HAL’S CORNWALL

The Setting for The Death of Mrs Westaway

The Death of Mrs Westaway opens in my home town of Brighton, but when Hal hops on a train to Penzance, the action quickly moves west along the south coast of England, to an imaginary village called St Piran, in Cornwall.

Cornwall is tucked far away in the south west of England, and Penzance is in the far south west of Cornwall, almost as far as you can go without reaching Lands End and falling into the sea, and perhaps it’s something about the region’s remoteness, as well as its beauty, that inspired me to set the novel there. After all, England is dotted with beautiful country houses, including many in my home county of Sussex, lots of which could have been the model for Trepassen. But right from the moment I began the novel, I knew where Hal would end up.

Perhaps the desire to return to Cornwall in my imagination had its roots in the number of childhood holidays I spent there, toes curled in hot sand, ice creams dripping onto sea-weedy rocks. Or perhaps the lure was the endless variety of the countryside, from the majestically jagged north coast, to the golden family beaches of the south, and the wild green beauty of the inland moors. Maybe it was something about the way that to English eyes, Cornwall appears familiar… yet a just little bit strange. It’s still England, after all, but there’s a foreign lilt to the place names, a ruggedness to the countryside, and the flag that flies from pubs and shops and houses is generally not the Union Jack, but the black and white Baner Peran.

NOVELS SET IN CORNWALL

Whatever the reason, Cornwall is a place I love to visit both in reality and in my imagination – and here are a few of the novels that really make the most of it as a setting.

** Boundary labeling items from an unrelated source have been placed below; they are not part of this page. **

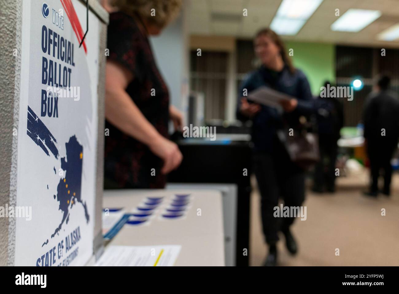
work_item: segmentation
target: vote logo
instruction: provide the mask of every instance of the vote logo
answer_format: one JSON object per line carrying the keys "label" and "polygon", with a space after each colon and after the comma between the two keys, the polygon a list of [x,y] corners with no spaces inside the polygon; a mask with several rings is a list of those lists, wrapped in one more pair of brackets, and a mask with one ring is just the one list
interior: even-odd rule
{"label": "vote logo", "polygon": [[49,14],[50,14],[50,9],[49,8],[48,5],[45,3],[43,3],[43,6],[41,7],[41,13],[45,18],[48,18]]}

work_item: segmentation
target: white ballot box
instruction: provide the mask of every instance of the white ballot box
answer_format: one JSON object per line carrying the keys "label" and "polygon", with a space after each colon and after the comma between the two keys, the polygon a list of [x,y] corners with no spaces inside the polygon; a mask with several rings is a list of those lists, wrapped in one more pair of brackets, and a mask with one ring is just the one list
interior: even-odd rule
{"label": "white ballot box", "polygon": [[0,0],[0,265],[84,265],[102,246],[108,14],[89,4]]}

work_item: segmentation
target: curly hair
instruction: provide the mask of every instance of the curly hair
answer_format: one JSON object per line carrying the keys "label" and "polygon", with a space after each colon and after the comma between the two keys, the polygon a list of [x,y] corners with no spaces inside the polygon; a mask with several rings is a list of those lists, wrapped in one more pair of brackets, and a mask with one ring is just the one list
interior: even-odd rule
{"label": "curly hair", "polygon": [[[176,17],[182,0],[111,0],[110,4],[132,16],[138,14],[163,28]],[[155,10],[152,10],[154,9]],[[154,15],[153,12],[155,12]]]}

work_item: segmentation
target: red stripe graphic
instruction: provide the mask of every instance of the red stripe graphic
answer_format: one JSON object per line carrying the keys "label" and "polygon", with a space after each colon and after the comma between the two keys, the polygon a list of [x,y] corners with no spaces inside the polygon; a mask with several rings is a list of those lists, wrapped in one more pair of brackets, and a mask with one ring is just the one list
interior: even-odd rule
{"label": "red stripe graphic", "polygon": [[[80,25],[80,22],[79,22],[79,19],[78,18],[77,16],[76,15],[76,12],[75,11],[75,8],[73,8],[73,5],[72,5],[71,0],[60,0],[60,1],[61,1],[61,4],[64,8],[64,10],[65,10],[65,12],[68,16],[68,18],[69,19],[69,21],[71,22],[71,24],[72,26],[72,29],[73,29],[73,31],[75,32],[75,34],[76,35],[78,41],[79,41],[79,44],[80,44],[80,42],[82,41],[82,38],[83,38],[83,36],[84,36],[85,33],[82,29],[82,27]],[[85,43],[85,41],[83,41],[82,45],[83,45],[83,48],[85,49],[85,53],[87,54],[87,49],[86,47],[86,44]]]}

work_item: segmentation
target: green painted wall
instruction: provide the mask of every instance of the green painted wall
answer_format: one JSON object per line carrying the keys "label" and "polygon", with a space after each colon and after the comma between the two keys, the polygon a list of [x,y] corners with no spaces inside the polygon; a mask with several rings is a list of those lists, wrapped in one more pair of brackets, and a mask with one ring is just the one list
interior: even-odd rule
{"label": "green painted wall", "polygon": [[332,44],[287,41],[286,49],[294,49],[294,65],[306,75],[312,93],[318,95],[320,87],[328,80],[335,81],[335,46]]}

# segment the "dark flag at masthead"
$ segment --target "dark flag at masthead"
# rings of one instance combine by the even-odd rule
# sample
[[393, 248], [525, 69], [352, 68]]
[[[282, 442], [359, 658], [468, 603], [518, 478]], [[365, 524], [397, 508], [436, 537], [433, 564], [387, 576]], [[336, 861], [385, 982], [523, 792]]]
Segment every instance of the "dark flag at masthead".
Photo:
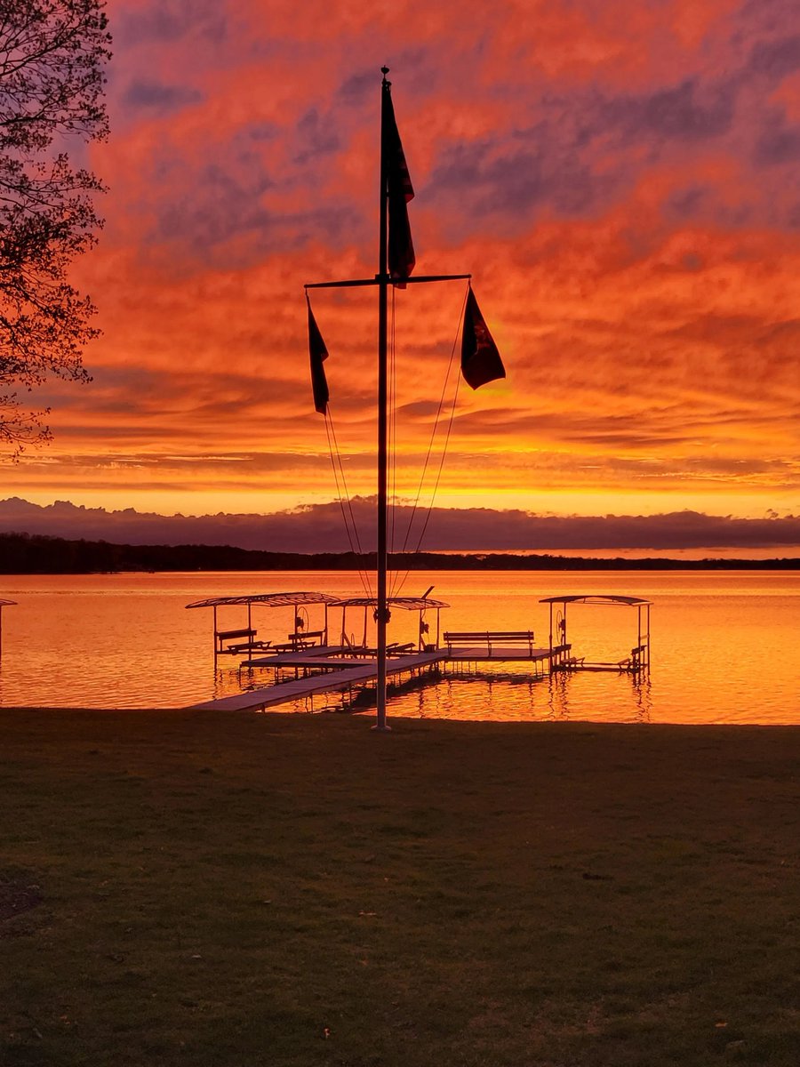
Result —
[[467, 291], [461, 334], [461, 372], [474, 389], [496, 378], [506, 377], [500, 353], [481, 315], [471, 286]]
[[388, 85], [383, 93], [383, 152], [386, 161], [388, 192], [388, 270], [389, 277], [409, 277], [416, 262], [409, 225], [409, 201], [414, 198], [409, 166], [395, 121], [395, 108]]
[[311, 359], [311, 389], [314, 391], [314, 407], [324, 415], [327, 410], [329, 392], [325, 368], [322, 366], [327, 359], [327, 349], [319, 332], [317, 320], [311, 310], [311, 302], [306, 293], [306, 304], [308, 305], [308, 354]]

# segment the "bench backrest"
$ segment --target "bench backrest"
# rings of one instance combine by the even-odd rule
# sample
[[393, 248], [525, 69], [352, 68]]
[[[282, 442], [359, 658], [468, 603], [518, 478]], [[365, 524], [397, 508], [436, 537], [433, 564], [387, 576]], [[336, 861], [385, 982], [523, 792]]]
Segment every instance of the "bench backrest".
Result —
[[220, 641], [230, 641], [235, 637], [255, 637], [257, 630], [218, 630], [215, 637]]
[[482, 630], [482, 631], [447, 631], [445, 640], [449, 643], [460, 641], [532, 641], [532, 630]]

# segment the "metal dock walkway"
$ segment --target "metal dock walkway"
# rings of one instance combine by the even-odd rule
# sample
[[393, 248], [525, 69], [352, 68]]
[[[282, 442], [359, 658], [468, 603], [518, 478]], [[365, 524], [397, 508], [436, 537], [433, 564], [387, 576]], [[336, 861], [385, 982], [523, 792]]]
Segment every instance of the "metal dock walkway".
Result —
[[[445, 650], [438, 652], [417, 652], [407, 656], [397, 656], [386, 660], [386, 674], [400, 674], [403, 671], [414, 671], [422, 667], [447, 659]], [[353, 664], [350, 659], [330, 659], [324, 666], [335, 665], [336, 669], [329, 674], [316, 674], [311, 678], [298, 678], [289, 682], [278, 682], [275, 685], [263, 686], [260, 689], [250, 689], [246, 692], [236, 692], [231, 697], [220, 697], [218, 700], [206, 700], [192, 704], [195, 712], [245, 712], [256, 708], [274, 707], [292, 700], [303, 700], [316, 692], [337, 692], [349, 689], [359, 682], [370, 682], [378, 676], [378, 665], [374, 659], [362, 660], [357, 665], [342, 667], [342, 663]], [[308, 659], [301, 659], [292, 666], [310, 666]]]

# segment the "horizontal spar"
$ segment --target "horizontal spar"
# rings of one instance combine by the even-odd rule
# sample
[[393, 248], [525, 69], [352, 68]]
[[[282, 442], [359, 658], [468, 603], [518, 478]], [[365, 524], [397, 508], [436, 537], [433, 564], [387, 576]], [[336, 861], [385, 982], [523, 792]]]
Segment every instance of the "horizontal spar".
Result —
[[[387, 277], [387, 285], [419, 285], [422, 282], [463, 282], [471, 274], [420, 274], [419, 277]], [[353, 289], [364, 285], [380, 285], [380, 277], [356, 277], [348, 282], [306, 282], [306, 289]]]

Rebecca by Daphne Du Maurier

When talking about Cornish novels it feels just plain wrong not to start with the grande dame of them all. Daphne du Maurier set many of her novels in and around her real house, Menabilly, in Cornwall, including My Cousin Rachel and Frenchman’s Creek, and it’s hard to cross Bodmin Moor without thinking of her swashbuckling smuggling novel Jamaica Inn. Rebecca, however, is arguably the most famous, and the one that draws most closely on Menabilly as an inspiration for Manderley – the country house where the heroine of Rebecca finds herself, following marriage to the enigmatic Maxim de Winter.

Ross Poldark by Winston Graham

Like du Maurier, Winston Graham was not a Cornish native, but the Poldark novels are his love letter to his adopted county, and to his wife, who is said to have inspired the character of Demelza. Like many others, I came to the novels only after watching the magnificently bodice-ripping BBC drama, but the fabulously atmospheric descriptions of the mines and the painstakingly rendered Cornish dialect lend an extra dimension to the story.

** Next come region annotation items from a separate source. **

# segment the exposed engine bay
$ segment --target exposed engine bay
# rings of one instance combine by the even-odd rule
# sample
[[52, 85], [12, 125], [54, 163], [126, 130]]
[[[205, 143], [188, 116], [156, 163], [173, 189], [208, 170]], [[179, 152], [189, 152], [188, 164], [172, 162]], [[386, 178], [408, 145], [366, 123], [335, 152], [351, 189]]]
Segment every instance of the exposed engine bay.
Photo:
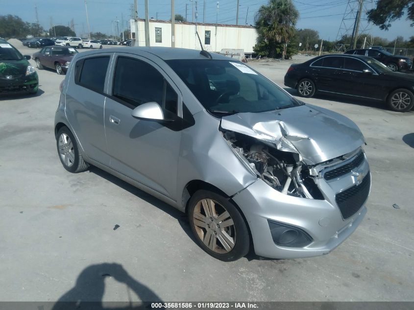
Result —
[[324, 199], [298, 154], [279, 150], [271, 143], [234, 131], [222, 133], [245, 165], [269, 186], [291, 196]]

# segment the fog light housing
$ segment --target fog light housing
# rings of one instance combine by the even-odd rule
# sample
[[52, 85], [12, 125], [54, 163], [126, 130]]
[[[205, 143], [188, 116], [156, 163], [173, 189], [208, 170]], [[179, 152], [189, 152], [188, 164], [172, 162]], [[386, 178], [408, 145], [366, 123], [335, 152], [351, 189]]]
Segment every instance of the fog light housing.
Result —
[[313, 241], [309, 234], [300, 228], [269, 219], [268, 222], [272, 239], [278, 245], [303, 247]]

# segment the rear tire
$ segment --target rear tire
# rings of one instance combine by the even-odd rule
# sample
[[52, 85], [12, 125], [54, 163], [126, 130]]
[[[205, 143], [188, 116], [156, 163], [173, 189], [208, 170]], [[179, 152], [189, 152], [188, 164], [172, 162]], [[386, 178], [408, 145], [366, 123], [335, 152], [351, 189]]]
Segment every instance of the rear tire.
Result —
[[201, 248], [213, 257], [232, 262], [250, 248], [246, 223], [228, 198], [210, 191], [196, 191], [189, 202], [190, 226]]
[[398, 66], [394, 63], [390, 63], [387, 65], [387, 66], [392, 70], [392, 71], [396, 72], [398, 71]]
[[89, 165], [79, 152], [73, 135], [67, 127], [62, 127], [56, 138], [57, 154], [63, 167], [70, 172], [77, 173], [85, 171]]
[[37, 67], [37, 69], [39, 70], [41, 70], [43, 69], [43, 65], [40, 63], [40, 60], [39, 58], [36, 59], [36, 66]]
[[407, 89], [395, 90], [387, 98], [388, 107], [397, 112], [405, 112], [414, 107], [414, 95]]
[[310, 98], [313, 96], [316, 91], [315, 83], [309, 78], [300, 80], [297, 83], [296, 88], [299, 93], [299, 95], [305, 98]]

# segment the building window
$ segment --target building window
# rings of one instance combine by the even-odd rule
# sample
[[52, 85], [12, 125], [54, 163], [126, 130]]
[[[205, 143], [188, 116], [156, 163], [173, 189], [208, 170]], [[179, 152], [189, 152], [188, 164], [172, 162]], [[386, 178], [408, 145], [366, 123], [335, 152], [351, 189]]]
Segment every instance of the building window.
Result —
[[161, 43], [163, 42], [162, 29], [155, 28], [155, 43]]
[[211, 31], [206, 30], [204, 33], [204, 44], [210, 44], [210, 38], [211, 36]]

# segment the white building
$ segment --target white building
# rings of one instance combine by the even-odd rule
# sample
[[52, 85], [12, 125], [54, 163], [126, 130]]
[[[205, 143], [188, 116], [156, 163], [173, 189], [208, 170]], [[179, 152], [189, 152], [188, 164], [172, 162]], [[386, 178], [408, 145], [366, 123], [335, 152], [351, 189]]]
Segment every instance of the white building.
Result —
[[[135, 38], [134, 20], [130, 20], [131, 37]], [[145, 20], [138, 21], [138, 44], [145, 46]], [[222, 48], [244, 49], [244, 53], [253, 52], [257, 34], [251, 26], [240, 26], [215, 24], [197, 24], [197, 31], [205, 49], [219, 52]], [[200, 43], [195, 35], [195, 24], [175, 23], [176, 48], [200, 49]], [[149, 45], [151, 47], [171, 47], [171, 22], [149, 20]]]

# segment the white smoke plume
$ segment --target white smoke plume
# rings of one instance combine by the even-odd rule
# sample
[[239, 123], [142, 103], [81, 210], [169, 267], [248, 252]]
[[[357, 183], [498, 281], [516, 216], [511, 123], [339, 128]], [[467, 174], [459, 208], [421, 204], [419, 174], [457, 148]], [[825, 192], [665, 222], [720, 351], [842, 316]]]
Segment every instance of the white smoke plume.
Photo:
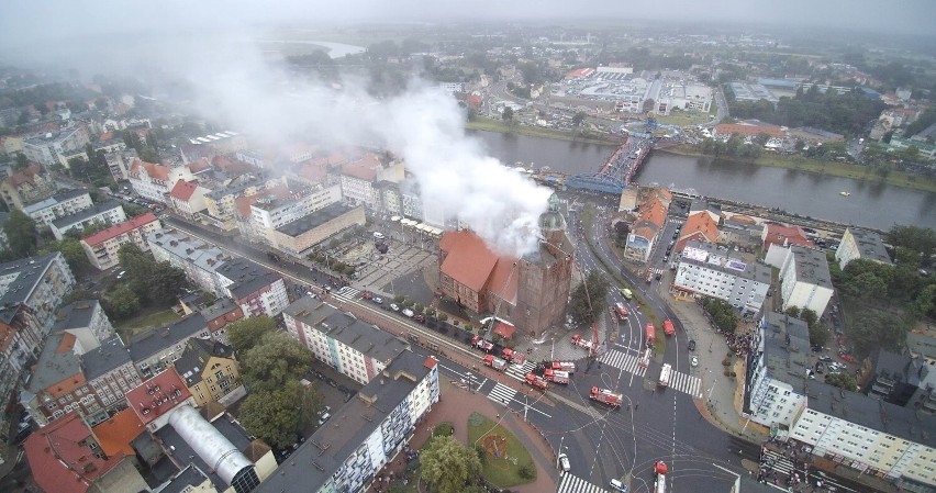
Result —
[[499, 254], [537, 248], [550, 190], [486, 156], [465, 134], [465, 114], [449, 94], [412, 81], [408, 92], [381, 100], [359, 81], [308, 81], [246, 45], [235, 52], [205, 53], [185, 74], [203, 116], [270, 144], [298, 137], [383, 146], [415, 175], [424, 210], [457, 214]]

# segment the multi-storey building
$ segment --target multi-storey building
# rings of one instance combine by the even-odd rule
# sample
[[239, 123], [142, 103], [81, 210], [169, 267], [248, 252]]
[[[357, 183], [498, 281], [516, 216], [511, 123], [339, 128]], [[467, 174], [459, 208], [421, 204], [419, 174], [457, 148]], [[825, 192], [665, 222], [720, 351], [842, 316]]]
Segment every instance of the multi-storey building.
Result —
[[189, 339], [210, 336], [208, 322], [200, 313], [193, 313], [178, 322], [147, 330], [131, 339], [130, 357], [140, 370], [140, 374], [143, 378], [151, 378], [179, 359]]
[[[234, 350], [222, 343], [189, 339], [182, 356], [172, 365], [194, 397], [196, 407], [209, 402], [226, 404], [225, 397], [241, 386], [241, 371]], [[234, 395], [243, 395], [243, 392]]]
[[74, 189], [58, 192], [48, 199], [23, 208], [36, 226], [48, 226], [53, 221], [83, 211], [93, 205], [91, 194], [86, 189]]
[[71, 229], [81, 233], [88, 226], [105, 225], [110, 227], [123, 221], [126, 221], [123, 205], [115, 200], [109, 200], [91, 205], [83, 211], [59, 217], [49, 224], [49, 228], [55, 239], [62, 240], [65, 234]]
[[107, 270], [118, 265], [120, 247], [127, 243], [138, 246], [143, 251], [149, 251], [146, 236], [161, 228], [159, 219], [147, 212], [81, 238], [81, 248], [92, 266]]
[[312, 296], [302, 296], [287, 306], [282, 318], [287, 332], [315, 358], [364, 384], [409, 349], [394, 334]]
[[432, 358], [404, 351], [380, 374], [290, 457], [310, 467], [285, 463], [256, 492], [366, 491], [438, 402], [438, 367]]
[[750, 255], [689, 242], [670, 289], [676, 295], [717, 298], [750, 315], [760, 312], [770, 281], [770, 268]]
[[822, 315], [832, 299], [832, 276], [825, 254], [799, 245], [790, 246], [783, 267], [780, 268], [783, 311], [796, 306]]
[[277, 316], [289, 304], [279, 272], [246, 258], [232, 258], [215, 269], [218, 290], [241, 306], [244, 316]]
[[23, 141], [23, 154], [31, 161], [43, 166], [62, 165], [67, 168], [66, 157], [85, 153], [85, 146], [89, 143], [85, 127], [74, 126]]
[[130, 165], [127, 172], [133, 191], [140, 197], [168, 205], [169, 192], [179, 180], [190, 181], [193, 179], [188, 166], [170, 168], [164, 165], [154, 165], [136, 159]]
[[55, 324], [55, 311], [74, 285], [75, 277], [60, 253], [0, 264], [0, 402], [4, 405], [25, 365], [40, 356]]
[[838, 248], [835, 250], [835, 260], [838, 261], [838, 267], [844, 270], [845, 266], [856, 258], [863, 258], [889, 266], [893, 265], [880, 235], [867, 229], [848, 227], [845, 229], [845, 234], [842, 235], [842, 243], [838, 244]]
[[58, 309], [52, 332], [71, 334], [83, 351], [90, 351], [113, 336], [114, 327], [98, 300], [78, 300]]
[[81, 368], [85, 380], [109, 413], [125, 407], [124, 395], [141, 382], [130, 350], [120, 336], [112, 336], [97, 349], [81, 355]]

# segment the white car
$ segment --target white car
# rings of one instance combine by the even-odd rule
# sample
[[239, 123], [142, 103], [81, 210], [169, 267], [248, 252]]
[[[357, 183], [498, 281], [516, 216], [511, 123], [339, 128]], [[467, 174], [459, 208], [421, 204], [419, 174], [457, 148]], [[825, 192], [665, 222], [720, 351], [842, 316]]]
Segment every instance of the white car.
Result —
[[558, 460], [560, 470], [569, 472], [572, 469], [572, 466], [569, 463], [569, 456], [565, 453], [559, 453]]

China Court by Rumer Godden

Rumer Godden is best known for her books about India, where she grew up, but China Court is a very English novel. Starting in 1960s Cornwall, it flits back and forth across the centuries to tell the story of a Cornish family dynasty, and their beloved house, China Court. It’s a slim volume and the present day love story is conventional enough that readers will probably be able to see the end coming a mile off, but the beautifully drawn characters with their interwoven hopes and heartbreaks, and the complex, clever structure, make it a richly satisfying read.

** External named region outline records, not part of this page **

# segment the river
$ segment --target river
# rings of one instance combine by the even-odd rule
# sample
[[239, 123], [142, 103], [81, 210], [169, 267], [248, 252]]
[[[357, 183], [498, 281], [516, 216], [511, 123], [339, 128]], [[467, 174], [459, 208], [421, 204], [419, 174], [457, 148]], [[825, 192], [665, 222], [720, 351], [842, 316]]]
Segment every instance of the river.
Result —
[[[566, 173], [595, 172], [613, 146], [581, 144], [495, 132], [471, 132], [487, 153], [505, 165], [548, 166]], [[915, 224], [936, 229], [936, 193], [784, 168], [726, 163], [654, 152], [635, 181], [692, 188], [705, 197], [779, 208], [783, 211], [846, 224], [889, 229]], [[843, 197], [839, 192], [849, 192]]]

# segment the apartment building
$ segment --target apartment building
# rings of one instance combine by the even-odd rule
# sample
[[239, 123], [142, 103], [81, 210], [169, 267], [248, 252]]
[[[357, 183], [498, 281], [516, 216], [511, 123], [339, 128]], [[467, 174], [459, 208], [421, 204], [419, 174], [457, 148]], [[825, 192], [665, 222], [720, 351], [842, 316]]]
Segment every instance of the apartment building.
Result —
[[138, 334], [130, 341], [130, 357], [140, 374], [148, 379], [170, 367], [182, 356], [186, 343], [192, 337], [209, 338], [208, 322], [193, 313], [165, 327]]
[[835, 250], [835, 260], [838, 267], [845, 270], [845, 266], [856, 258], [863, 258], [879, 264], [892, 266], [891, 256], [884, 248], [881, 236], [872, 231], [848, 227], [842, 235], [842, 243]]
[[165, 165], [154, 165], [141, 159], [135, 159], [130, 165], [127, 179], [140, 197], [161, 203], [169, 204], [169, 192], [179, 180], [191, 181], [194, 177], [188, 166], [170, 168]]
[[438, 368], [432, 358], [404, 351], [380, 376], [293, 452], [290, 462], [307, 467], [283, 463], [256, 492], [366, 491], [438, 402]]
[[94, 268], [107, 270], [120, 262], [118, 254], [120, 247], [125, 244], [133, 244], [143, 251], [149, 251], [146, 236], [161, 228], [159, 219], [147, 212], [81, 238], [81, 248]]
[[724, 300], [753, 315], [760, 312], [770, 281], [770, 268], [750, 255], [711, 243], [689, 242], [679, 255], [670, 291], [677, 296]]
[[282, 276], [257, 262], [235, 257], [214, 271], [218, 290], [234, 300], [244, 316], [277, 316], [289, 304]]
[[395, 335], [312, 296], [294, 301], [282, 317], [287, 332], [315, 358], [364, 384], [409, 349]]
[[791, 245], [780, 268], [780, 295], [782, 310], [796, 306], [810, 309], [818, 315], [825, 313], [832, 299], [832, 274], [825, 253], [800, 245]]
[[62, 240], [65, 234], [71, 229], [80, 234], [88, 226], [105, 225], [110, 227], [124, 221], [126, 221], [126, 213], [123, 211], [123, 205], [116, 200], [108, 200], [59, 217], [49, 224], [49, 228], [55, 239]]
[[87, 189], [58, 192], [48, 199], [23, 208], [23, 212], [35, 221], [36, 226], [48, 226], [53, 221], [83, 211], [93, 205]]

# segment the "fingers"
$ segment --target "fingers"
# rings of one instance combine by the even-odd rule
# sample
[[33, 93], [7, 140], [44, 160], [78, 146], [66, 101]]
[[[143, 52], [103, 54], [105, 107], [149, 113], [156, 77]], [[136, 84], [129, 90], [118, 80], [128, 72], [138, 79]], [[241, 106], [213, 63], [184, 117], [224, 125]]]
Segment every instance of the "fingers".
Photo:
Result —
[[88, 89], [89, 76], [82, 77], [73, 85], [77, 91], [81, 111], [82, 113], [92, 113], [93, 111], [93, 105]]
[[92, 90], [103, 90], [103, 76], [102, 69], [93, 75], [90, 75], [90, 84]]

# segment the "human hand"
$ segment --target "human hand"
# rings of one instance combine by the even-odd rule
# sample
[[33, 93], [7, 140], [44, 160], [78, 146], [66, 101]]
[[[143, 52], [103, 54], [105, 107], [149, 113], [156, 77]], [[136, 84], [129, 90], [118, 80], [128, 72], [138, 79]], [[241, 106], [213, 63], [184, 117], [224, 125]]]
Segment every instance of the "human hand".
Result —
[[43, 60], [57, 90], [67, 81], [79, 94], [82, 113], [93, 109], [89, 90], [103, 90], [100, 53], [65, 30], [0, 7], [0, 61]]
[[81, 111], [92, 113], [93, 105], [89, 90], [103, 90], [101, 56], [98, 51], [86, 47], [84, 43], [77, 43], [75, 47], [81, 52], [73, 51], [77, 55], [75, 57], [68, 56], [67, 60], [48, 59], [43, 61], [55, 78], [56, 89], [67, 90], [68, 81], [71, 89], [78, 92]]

False Lights by K J Whittaker

I am a sucker for alternate history, and this is particularly well done. Set in an England where Napoleon won the battle of Waterloo, False Lights tells the story of Hester, an heiress fleeing her Cornish home after the murder of her father, and Crow, an English soldier-spy trying and failing to outrun his demons. The Cornwall Whittaker conjures up is rich, blood-soaked and darkly romantic, and cleverly mixes real history with imagined events.

Evil Under the Sun by Agatha Christie

This is a little bit of a cheat (ok, a lot of a cheat) because it actually takes place just across the border from Cornwall, in neighbouring Devon. But the setting is so fabulous that I can’t resist including it anyway. Evil Under the Sun is set in an exclusive island hotel, based on the real Burgh Island hotel off the Devon coast, where guests are brought over in a “sea tractor” according to the tides. The plot makes full use of the various coves and winding coastal paths, and the atmosphere of stifled luxury is very much Christie’s home territory.